Welcome to the Philippines! ?? (PROVINCE OF CHINA? ??) Photo taken along Quezon Avenue in Quezon City (not not part of China) pic.twitter.com/NXVgSAtciH
– Johnson L. Manabat (@JohnsonManabat) July 12, 2018
Banners underline what many see as President Rodrigo Duterte's failure to assert the rights of the nation in disputed waters China's claims, based on its nine-point line, straddle the exclusive economic zone that international law grants to the Philippines and other countries The area extends over 200 nautical miles (370 km, 230 miles).
China expects a joint exploration of oil and natural gas in the region. overlapping areas even though it has no rights it to these resources go only to the coastal nation (pdf, p.37)
Critics accuse Duterte of setting aside the decision, announced a few weeks before taking office on June 30, 2016. They say they have adopted a defeatist attitude to China's aggressive tactics in the waterway, rather than using the verdict to rally international pressure against Beijing. Since the decision, China has continued to fortify and militarize the islands of the sea, including the artificial islands that are built at the top of the reefs, causing environmental damage. One of them, Mischief Reef, is only 217 km from a Philippine coast and now has missiles.

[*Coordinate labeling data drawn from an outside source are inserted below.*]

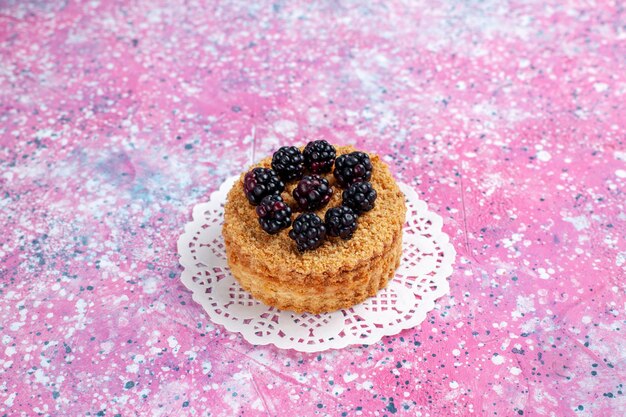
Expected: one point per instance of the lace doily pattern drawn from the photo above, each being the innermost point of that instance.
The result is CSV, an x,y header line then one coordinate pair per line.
x,y
426,264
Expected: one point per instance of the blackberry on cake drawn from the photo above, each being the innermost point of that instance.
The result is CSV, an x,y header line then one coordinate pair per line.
x,y
261,182
288,163
308,231
319,156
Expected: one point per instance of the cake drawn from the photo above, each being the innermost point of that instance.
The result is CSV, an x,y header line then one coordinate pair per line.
x,y
342,271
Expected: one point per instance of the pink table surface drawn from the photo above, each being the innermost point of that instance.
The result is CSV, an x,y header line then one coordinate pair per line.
x,y
116,118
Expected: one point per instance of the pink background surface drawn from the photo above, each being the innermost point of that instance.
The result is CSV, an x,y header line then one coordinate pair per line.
x,y
116,118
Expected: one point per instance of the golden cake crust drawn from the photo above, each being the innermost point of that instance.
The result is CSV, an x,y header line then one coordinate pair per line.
x,y
338,274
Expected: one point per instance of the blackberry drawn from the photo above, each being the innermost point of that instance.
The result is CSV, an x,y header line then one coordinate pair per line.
x,y
340,221
274,214
288,163
360,197
353,167
319,156
261,182
312,192
308,231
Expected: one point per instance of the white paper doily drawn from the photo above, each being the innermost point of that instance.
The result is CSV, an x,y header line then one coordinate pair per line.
x,y
427,260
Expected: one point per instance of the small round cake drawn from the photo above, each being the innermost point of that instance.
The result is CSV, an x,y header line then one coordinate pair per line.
x,y
303,264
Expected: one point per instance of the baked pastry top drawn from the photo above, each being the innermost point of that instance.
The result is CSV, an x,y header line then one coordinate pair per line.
x,y
274,261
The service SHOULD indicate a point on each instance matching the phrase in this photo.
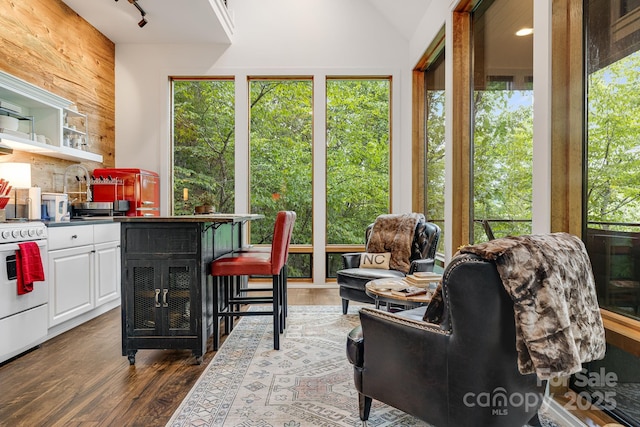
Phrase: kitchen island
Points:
(167, 293)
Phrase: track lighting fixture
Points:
(143, 21)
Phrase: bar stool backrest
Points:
(282, 231)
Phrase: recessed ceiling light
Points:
(524, 32)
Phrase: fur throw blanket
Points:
(550, 280)
(394, 233)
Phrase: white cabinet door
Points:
(107, 263)
(70, 283)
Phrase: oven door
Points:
(10, 302)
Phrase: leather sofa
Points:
(457, 368)
(352, 279)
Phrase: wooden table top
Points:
(382, 288)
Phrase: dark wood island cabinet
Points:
(167, 293)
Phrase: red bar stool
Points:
(242, 290)
(227, 268)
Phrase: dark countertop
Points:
(80, 221)
(217, 217)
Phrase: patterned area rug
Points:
(309, 382)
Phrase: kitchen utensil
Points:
(57, 206)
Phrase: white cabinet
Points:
(44, 114)
(84, 269)
(70, 283)
(107, 262)
(70, 272)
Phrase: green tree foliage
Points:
(203, 144)
(281, 160)
(358, 131)
(614, 142)
(503, 161)
(435, 165)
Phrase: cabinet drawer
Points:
(103, 233)
(68, 237)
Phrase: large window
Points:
(435, 145)
(358, 148)
(280, 165)
(281, 161)
(502, 109)
(203, 145)
(612, 208)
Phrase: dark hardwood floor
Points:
(80, 378)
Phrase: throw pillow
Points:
(375, 260)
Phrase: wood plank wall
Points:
(44, 42)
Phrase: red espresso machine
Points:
(141, 188)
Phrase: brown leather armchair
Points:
(352, 279)
(459, 369)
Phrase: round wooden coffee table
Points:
(381, 290)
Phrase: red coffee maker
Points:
(141, 188)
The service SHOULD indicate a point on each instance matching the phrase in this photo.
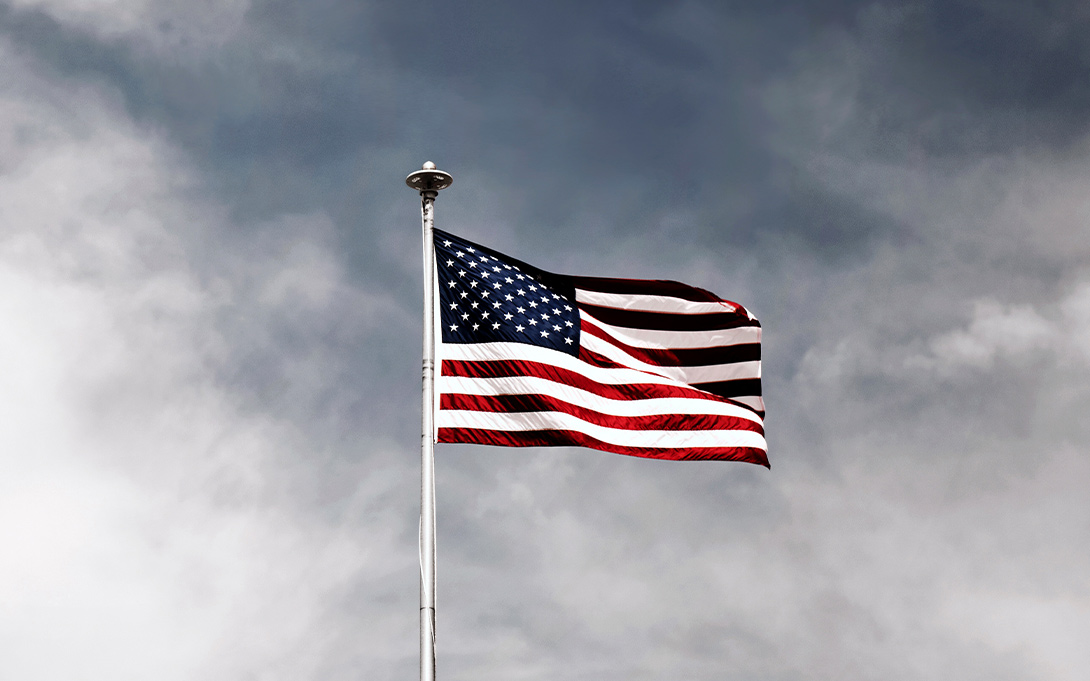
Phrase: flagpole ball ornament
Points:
(428, 180)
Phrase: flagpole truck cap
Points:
(428, 180)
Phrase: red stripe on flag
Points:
(509, 403)
(571, 438)
(683, 356)
(500, 368)
(666, 320)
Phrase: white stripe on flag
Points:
(679, 340)
(648, 406)
(559, 421)
(651, 303)
(685, 374)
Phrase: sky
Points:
(209, 361)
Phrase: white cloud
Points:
(161, 25)
(147, 509)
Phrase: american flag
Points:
(646, 368)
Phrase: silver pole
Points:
(427, 181)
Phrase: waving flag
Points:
(646, 368)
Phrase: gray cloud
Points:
(210, 276)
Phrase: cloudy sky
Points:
(209, 355)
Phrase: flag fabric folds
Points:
(641, 367)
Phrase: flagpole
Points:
(427, 181)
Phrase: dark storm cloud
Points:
(894, 189)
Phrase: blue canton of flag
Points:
(487, 298)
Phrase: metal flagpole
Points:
(427, 181)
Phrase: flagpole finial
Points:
(428, 180)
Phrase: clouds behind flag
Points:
(640, 367)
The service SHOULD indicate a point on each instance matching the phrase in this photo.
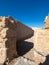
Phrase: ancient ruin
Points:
(18, 40)
(40, 42)
(11, 31)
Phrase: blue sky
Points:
(29, 12)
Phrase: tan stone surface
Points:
(23, 31)
(7, 40)
(46, 22)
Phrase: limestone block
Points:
(2, 55)
(23, 31)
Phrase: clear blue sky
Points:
(29, 12)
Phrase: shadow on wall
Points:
(23, 47)
(46, 61)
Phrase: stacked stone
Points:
(46, 23)
(7, 39)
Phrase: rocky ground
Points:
(21, 61)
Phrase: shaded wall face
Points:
(7, 40)
(23, 31)
(42, 43)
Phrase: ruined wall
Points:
(7, 40)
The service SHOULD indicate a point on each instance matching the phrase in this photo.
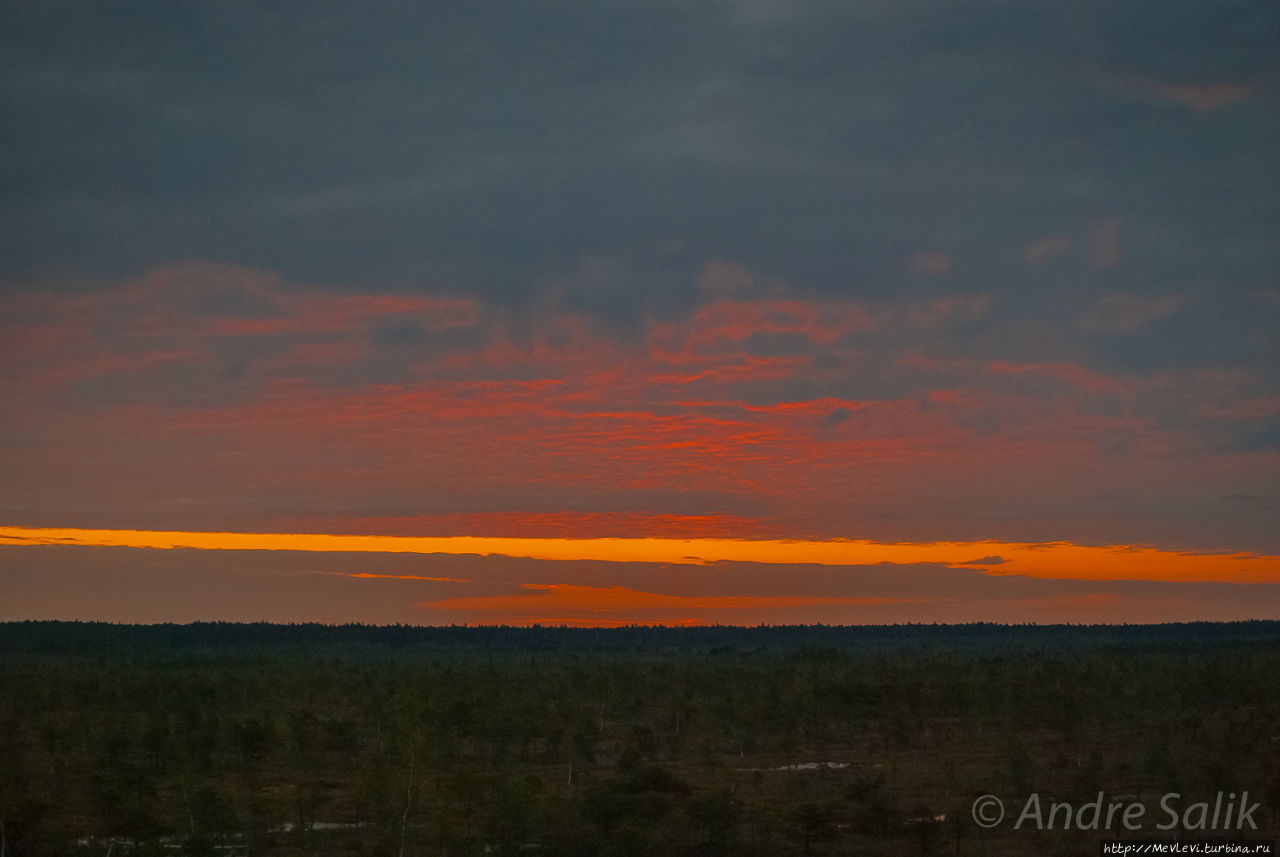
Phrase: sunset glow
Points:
(1048, 560)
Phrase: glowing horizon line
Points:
(1057, 559)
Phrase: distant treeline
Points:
(103, 637)
(264, 739)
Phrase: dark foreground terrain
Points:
(314, 739)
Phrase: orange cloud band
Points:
(1064, 560)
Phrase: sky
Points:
(713, 311)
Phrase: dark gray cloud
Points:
(496, 147)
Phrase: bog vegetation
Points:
(315, 739)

Not everyone was amused by the banners
"Whatever the motives, it's really not funny." Former Solicitor General Florin Hilbay told The Source, a program on CNN Philippines. "Presidential spokesman Harry Roque said the banners were peddling a lie, and argued that the government was asserting its sovereign rights over contested waters.
Ironically, Duterte himself may have given the idea of the banners to the jokers.In a speech made on February 19 in Manila, in the presence of l & # 39; Ambassador of China and Sino-Filipino businessmen, he joked that China could make his province the province of the Philippines and the following week he supported China's proposal for an exploration. joint energy resources in the sea, disan That was better than going to war. "It's like a co-ownership," he said. "It's as if we were both to own that."